Grâce aux caméras de surveillance, les scientifiques ont pu observer des wapitis, des grizzlis et de nombreux oiseaux venir profiter de ces clairières aménagées dans les forêts des Rocheuses.
Des effets positifs constatés
Les pare-feux sont des zones défrichées au milieu des forêts afin de limiter la propagation d’incendies.
Au moment où ils sont créés, ils constituent une perturbation pour la faune sauvage qui doit quitter son habitat. Mais à long terme, les animaux reviennent et s’approprient ces nouveaux espaces. Les végétaux qui repoussent après la coupe, tels que les saules, les herbes et les arbustes, sont notamment une source de nourriture fraîche.
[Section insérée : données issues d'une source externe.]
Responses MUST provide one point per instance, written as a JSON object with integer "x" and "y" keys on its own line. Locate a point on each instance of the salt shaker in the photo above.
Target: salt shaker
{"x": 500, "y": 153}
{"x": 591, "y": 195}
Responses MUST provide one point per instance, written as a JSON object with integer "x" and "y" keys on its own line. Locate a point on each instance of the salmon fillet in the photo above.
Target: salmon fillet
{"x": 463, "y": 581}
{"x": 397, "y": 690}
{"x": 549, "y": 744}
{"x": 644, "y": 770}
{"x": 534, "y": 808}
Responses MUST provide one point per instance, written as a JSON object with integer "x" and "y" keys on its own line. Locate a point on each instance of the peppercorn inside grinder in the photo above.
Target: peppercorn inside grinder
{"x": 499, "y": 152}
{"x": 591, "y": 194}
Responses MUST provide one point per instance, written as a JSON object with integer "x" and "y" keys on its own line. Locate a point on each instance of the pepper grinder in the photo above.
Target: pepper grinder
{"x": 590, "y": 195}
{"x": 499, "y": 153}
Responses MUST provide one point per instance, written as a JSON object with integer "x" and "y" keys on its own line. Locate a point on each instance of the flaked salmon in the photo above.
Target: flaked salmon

Cela offre toute une série de possibilités d'habitat qui n'existaient pas auparavant pour les oiseaux nicheurs, les ongulés en quête de nourriture, les ours noirs et les grizzlis qui se nourrissent notamment de shepherdie argentée, explique Bill Hunt, directeur principal des programmes de conservation pour l’organisme Yellowstone to Yukon.
Il ajoute que les pare-feux peuvent aider à guider les animaux dans leurs déplacements et sont des zones refuges. C’est d’ailleurs ce qui a été constaté par Alberta Parks, qui a suivi les déplacements d’un grizzli dans la région de Kananaskis. Les données recueillies ont montré que 75 % des déplacements passaient par des clairières.
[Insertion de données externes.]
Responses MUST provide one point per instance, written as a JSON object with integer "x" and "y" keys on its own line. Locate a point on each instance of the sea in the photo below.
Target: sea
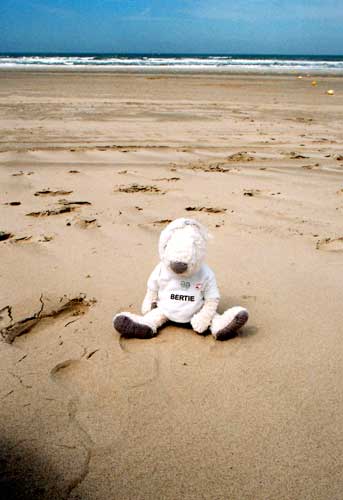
{"x": 208, "y": 63}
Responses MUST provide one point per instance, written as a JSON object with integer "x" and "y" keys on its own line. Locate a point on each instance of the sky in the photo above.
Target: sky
{"x": 173, "y": 26}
Gérer les interactions avec les humains
La vallée de la Bow est une région de plus en plus touristique. Un des enjeux est de limiter la perturbation causée par cet afflux de visiteurs sur la faune sauvage.
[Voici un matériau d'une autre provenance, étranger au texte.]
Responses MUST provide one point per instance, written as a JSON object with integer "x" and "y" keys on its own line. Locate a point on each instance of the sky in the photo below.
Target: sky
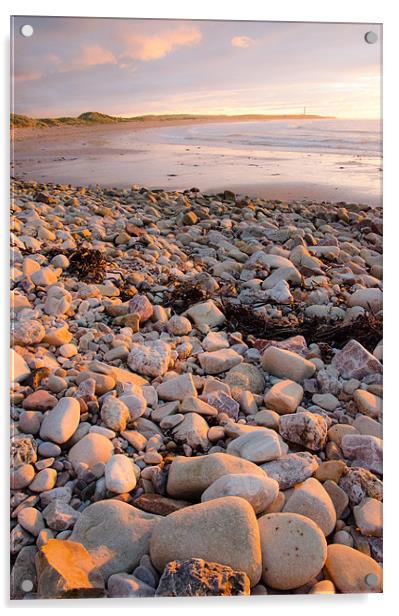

La création de pare-feux est ainsi savamment anticipée et peut prendre cinq à dix ans avant l’abattement des premiers arbres.
Si nous voulons que la faune sauvage utilise ces zones et évite de venir en ville, nous devons lui fournir un espace et un temps où ces zones peuvent être sûres pour elle, affirme Bill Hunt.
Des études sont ainsi menées pour évaluer l’impact sur les écosystèmes, par exemple sur la nidification des oiseaux et des chauves-souris.
Selon Shelley Tamalin, responsable de la réduction des risques d'incendie de forêt pour Parcs Canada, il faut du temps pour choisir le meilleur emplacement, discuter avec les parties prenantes, impliquer tous nos spécialistes et peaufiner le plan jusqu'à ce que nous obtenions un plan qui atténue la plupart des risques.
Le rapport sur la coexistence entre les humains et la faune sauvage dans la vallée de Bow, publié en 2018, recommandait d'améliorer les habitats de la faune sauvage grâce à l'exploitation forestière et aux brûlages dirigés.